Foi assim que nasceu a Frostbite, uma engine proprietária capaz não só de criar mapas amplos e objetos detalhados, mas de fazê-los voar em pedacinhos com uma combinação de conteúdo procedural e sistemas de partículas que garantem que nenhum tiro ou explosão produzirá exatamente o mesmo efeito, e, ao mesmo tempo, que nenhuma parecerá sem graça. Some isso a um efeito de iluminação que valoriza o exagero e um sistema de som dinâmico que dá sempre prioridade ao barulho mais ensurdecedor do ambiente e é fácil ver onde a equipe queria chegar.

Battlefield: Bad Company (Foto: Divulgação)Battlefield: Bad Company (Foto: Divulgação)

O primeiro fruto da Frostbite foi Battlefield: Bad Company (2008), um game cujo foco foi divido entre uma campanha multiplayer nos moldes da série e um modo para um jogador que envolvesse todas as explosões e luzes da engine em uma narrativa dirigida por personagens inusitados e altas doses de adrenalina.

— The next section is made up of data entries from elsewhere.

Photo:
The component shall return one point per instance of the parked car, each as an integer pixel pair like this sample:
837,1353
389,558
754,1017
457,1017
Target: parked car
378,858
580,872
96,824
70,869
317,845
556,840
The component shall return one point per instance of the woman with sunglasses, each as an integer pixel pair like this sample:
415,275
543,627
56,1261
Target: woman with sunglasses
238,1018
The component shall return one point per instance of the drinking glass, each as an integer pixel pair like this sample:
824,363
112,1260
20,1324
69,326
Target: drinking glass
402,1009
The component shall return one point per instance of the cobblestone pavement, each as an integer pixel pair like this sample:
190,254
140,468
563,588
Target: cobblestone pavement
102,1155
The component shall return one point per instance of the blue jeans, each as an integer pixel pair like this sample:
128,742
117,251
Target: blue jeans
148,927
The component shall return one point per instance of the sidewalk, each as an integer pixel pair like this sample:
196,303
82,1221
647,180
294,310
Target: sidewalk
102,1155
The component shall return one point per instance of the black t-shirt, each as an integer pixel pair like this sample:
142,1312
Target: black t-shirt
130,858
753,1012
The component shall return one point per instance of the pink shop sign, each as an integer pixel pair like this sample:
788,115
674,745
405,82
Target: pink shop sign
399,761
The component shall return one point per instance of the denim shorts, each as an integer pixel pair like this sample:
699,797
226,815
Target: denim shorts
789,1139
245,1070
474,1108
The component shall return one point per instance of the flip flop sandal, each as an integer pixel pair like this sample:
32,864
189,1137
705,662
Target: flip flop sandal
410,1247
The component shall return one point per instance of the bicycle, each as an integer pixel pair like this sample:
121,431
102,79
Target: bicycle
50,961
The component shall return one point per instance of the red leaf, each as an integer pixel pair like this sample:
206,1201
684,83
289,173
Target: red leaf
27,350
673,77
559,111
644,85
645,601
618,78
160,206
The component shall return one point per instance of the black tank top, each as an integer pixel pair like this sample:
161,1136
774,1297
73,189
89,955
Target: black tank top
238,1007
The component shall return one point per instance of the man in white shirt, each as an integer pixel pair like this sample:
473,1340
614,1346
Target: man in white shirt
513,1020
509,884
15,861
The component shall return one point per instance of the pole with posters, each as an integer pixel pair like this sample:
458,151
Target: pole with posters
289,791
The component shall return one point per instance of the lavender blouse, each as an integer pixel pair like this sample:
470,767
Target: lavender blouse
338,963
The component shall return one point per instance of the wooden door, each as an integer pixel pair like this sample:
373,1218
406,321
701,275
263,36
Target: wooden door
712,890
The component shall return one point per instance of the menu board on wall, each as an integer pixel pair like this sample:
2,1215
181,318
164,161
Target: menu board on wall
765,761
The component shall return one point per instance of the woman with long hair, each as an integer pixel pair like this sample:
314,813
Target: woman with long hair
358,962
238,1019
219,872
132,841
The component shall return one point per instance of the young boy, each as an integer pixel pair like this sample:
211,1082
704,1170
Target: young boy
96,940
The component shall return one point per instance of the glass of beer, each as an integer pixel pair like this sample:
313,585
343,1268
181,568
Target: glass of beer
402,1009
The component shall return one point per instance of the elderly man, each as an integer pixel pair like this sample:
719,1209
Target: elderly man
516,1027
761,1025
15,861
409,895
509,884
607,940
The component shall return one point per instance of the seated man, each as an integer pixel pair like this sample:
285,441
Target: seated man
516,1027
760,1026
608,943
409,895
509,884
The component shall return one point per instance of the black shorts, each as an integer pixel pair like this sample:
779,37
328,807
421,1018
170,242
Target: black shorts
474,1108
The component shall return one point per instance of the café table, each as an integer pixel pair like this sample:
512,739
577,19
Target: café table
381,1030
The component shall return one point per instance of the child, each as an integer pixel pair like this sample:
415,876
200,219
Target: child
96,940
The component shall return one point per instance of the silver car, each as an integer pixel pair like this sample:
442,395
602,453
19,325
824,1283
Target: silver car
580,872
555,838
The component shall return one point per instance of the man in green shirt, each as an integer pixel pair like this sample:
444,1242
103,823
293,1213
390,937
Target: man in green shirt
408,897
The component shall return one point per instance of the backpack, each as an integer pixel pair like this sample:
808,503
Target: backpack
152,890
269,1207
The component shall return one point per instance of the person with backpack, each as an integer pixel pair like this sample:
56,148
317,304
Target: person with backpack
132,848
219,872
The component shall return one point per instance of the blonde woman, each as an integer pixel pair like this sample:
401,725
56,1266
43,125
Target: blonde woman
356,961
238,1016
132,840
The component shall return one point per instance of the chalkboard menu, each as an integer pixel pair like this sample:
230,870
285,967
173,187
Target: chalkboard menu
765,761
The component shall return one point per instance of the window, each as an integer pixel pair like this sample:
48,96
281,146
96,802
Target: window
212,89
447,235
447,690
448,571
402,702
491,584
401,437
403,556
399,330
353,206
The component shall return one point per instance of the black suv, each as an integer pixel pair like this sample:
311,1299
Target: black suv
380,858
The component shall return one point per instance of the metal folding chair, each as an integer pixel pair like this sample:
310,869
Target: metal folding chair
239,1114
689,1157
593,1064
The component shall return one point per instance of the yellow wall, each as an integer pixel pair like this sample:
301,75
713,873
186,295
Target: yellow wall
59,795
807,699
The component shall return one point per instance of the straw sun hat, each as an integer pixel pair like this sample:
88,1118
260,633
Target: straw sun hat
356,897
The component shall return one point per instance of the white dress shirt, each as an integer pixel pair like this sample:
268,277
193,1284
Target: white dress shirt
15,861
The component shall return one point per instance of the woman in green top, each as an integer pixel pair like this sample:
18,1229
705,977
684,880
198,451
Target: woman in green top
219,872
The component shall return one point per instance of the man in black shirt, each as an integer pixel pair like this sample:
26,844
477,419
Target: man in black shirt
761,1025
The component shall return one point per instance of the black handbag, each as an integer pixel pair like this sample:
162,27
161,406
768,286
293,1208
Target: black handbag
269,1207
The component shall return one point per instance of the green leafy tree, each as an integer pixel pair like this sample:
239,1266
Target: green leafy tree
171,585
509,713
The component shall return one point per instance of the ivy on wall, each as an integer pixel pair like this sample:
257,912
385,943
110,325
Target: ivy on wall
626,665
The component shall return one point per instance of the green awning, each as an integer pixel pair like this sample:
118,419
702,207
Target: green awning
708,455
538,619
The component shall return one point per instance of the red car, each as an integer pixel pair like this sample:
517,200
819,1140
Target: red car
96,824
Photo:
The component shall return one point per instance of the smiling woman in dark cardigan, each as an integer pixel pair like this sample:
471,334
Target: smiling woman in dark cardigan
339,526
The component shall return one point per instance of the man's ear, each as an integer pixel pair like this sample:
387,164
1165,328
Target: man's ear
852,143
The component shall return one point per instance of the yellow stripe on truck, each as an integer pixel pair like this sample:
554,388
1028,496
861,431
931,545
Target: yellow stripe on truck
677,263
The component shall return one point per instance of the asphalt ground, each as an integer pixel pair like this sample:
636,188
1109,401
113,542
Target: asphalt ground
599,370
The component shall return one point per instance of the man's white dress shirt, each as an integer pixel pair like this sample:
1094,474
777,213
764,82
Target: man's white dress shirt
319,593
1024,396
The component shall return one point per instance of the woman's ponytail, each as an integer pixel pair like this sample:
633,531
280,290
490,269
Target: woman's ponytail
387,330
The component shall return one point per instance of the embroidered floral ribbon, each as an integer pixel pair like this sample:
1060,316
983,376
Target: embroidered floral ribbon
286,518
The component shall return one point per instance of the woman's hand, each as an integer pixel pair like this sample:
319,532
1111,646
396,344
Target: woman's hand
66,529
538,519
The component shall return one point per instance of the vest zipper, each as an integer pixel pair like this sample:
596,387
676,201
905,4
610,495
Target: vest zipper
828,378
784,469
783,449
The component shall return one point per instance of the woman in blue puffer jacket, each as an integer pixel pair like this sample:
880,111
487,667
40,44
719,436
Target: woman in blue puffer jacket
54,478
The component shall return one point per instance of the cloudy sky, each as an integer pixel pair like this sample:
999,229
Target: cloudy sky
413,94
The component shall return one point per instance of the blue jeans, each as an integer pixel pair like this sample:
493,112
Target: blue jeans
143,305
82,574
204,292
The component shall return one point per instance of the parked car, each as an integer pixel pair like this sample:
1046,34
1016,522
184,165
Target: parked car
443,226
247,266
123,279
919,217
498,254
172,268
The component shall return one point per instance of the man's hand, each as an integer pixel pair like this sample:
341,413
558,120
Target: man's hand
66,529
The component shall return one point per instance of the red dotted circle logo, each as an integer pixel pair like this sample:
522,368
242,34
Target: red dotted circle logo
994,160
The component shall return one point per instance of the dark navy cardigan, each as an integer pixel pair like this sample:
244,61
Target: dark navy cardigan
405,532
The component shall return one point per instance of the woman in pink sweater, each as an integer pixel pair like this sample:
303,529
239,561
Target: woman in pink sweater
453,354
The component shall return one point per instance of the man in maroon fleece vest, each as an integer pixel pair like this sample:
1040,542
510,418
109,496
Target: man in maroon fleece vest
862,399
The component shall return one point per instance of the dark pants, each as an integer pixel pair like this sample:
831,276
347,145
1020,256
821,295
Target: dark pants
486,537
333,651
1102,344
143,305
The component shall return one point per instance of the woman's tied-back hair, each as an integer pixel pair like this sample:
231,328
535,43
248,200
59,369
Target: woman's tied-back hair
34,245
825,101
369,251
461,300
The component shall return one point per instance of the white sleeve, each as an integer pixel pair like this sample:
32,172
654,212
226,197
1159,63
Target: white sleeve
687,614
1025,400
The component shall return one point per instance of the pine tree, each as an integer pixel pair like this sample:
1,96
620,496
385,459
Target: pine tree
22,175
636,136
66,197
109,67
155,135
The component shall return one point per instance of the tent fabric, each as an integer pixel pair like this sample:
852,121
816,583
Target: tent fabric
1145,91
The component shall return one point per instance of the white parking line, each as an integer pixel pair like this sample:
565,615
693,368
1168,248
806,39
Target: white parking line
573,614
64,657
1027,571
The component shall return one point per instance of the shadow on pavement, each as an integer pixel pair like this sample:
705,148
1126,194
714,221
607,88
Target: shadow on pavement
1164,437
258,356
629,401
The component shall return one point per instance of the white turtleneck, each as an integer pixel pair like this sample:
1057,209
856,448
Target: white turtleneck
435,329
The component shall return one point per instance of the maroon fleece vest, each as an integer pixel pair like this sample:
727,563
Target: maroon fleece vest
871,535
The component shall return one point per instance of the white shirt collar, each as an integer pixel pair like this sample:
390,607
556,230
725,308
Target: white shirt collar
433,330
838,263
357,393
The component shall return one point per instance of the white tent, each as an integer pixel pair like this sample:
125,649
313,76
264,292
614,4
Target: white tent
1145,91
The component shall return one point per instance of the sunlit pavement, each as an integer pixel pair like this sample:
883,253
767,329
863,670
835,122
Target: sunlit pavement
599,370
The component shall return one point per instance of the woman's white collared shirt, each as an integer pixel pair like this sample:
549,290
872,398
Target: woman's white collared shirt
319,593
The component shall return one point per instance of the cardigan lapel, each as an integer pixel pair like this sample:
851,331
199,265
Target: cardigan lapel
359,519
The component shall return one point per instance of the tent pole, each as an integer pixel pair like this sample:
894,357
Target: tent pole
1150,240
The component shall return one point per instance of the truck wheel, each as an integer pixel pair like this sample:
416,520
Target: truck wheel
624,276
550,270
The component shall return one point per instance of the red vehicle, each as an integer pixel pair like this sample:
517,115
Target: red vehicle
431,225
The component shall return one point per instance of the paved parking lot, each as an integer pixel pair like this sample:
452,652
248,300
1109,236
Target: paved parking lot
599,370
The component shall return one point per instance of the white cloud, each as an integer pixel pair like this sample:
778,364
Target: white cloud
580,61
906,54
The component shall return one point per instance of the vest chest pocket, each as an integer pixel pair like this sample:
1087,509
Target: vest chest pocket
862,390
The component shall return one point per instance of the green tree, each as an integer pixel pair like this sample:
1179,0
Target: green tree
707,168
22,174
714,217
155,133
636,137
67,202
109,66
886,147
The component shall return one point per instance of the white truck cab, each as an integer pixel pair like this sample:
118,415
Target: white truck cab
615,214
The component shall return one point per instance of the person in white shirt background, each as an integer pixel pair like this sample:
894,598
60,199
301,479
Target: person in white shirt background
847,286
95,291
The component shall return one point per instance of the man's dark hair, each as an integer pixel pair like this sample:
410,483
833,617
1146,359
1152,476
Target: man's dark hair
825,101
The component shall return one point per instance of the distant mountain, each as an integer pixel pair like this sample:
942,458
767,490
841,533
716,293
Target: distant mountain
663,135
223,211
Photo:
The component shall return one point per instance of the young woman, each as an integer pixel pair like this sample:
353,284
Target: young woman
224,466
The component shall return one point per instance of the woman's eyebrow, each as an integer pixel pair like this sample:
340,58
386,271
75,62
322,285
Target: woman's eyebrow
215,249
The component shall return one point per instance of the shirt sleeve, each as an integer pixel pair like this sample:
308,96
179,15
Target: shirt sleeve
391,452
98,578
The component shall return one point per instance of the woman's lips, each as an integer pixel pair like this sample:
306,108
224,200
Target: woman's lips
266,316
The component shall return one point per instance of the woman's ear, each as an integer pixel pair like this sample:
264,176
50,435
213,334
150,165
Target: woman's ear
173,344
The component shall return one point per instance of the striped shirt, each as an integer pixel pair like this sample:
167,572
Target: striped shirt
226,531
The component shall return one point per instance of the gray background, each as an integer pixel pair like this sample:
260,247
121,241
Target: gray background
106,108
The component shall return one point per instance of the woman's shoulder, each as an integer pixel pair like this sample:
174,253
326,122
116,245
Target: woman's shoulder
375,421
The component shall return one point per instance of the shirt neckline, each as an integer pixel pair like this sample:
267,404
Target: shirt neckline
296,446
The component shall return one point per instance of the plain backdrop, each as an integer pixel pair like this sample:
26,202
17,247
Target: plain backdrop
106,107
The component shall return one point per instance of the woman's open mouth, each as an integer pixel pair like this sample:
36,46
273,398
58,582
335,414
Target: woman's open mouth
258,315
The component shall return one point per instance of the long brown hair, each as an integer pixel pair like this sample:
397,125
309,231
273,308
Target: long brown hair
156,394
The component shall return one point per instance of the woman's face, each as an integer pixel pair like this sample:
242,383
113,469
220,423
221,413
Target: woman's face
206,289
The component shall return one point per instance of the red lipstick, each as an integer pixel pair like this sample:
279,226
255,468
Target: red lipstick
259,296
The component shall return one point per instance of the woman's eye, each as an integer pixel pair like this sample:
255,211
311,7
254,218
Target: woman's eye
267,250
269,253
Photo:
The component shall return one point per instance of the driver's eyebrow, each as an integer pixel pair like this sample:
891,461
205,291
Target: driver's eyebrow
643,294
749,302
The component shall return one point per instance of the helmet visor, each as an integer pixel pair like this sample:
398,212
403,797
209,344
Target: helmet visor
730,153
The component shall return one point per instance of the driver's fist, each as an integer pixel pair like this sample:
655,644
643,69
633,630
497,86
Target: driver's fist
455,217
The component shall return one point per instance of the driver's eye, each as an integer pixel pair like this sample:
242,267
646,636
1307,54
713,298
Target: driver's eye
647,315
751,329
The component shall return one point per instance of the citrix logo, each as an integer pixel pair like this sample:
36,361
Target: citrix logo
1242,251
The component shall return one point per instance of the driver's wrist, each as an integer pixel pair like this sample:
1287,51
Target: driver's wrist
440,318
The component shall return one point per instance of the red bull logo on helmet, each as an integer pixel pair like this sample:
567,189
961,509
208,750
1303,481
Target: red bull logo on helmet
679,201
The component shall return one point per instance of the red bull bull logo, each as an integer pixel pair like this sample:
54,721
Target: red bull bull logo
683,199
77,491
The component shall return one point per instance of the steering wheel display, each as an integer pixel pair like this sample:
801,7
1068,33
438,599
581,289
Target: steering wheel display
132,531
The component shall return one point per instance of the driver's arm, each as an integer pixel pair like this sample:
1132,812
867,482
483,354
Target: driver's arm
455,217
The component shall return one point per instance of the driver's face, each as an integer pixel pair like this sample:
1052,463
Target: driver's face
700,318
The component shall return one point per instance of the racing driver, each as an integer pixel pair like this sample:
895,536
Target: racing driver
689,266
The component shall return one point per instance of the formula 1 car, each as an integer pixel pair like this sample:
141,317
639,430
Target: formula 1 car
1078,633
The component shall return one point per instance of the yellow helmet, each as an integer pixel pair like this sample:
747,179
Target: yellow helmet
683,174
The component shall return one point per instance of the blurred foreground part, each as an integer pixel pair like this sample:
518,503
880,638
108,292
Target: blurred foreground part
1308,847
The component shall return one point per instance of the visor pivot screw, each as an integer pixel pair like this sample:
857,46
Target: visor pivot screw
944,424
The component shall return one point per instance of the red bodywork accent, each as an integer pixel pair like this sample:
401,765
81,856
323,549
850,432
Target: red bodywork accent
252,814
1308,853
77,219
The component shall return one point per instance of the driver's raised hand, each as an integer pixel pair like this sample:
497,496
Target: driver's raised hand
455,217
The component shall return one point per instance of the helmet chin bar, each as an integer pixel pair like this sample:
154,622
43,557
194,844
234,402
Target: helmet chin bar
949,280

Foi o primeiro grande foco da companhia em uma campanha narrativamente satisfatória desde seu menos afortunado experimento em consoles com Battlefield 2: Modern Combat (2006), mas o jeitão mais pastelão da história (envolvendo um grupo militar de desordeiros boca-sujas) passou batido para um público que já estava, em sua maioria, atraído pelo estilo a la David Russell adotado em peso pela trama de Call of Duty: Modern Warfare.
Bad Company não se ateve apenas ao modo single-player, claro, e sua aposta no multiplayer era realmente notável. Não apenas dando aos jogadores arenas amplas e várias saídas estratégicas, a DICE incluiu a maior força de sua engine direto no gameplay do jogo: a oportunidade de colocar 90% do cenário abaixo com suficiente poder de fogo. Pontos estratégicos ou zonas de refúgio podiam ser completamente niveladas, trazendo qualquer jogador infeliz o bastante a uma súbita morte. O layout do mapa, então, era uma espécie de labirinto pronto para ser mudado ao bel prazer dos jogadores.

Battlefield: Bad Company 2 (Foto: Divulgação)Battlefield: Bad Company 2 (Foto: Divulgação)

Com tanta coisa a considerar – entre elas a assustadora possibilidade de morrer por esmagamento – é natural que a sequência (Battlefield: Bad Company 2, de 2009) tentou dar ao jogador um maior senso de espaço e ação. Uma câmera que mostrava quem foi seu último assassino foi uma das maiores adições, e um level design mais coeso demonstrou não só a capacidade do time em trabalhar com o motor Frostbite, como também a importância de um balanceamento bem ponderado mesmo quando todo o cenário pode ser detonado.

Trazendo de volta a mesma equipe do anterior, um conhecimento mais profundo das capacidades da engine da série e, claro, uma verba de produção de dezenas de milhões de dólares, Bad Company 2 era maior e melhor em todos os aspectos – até a narrativa ganhou uma carga absurda mais pontuada, colocando os amáveis bastardos da série contra uma arma capaz de criar tsunamis.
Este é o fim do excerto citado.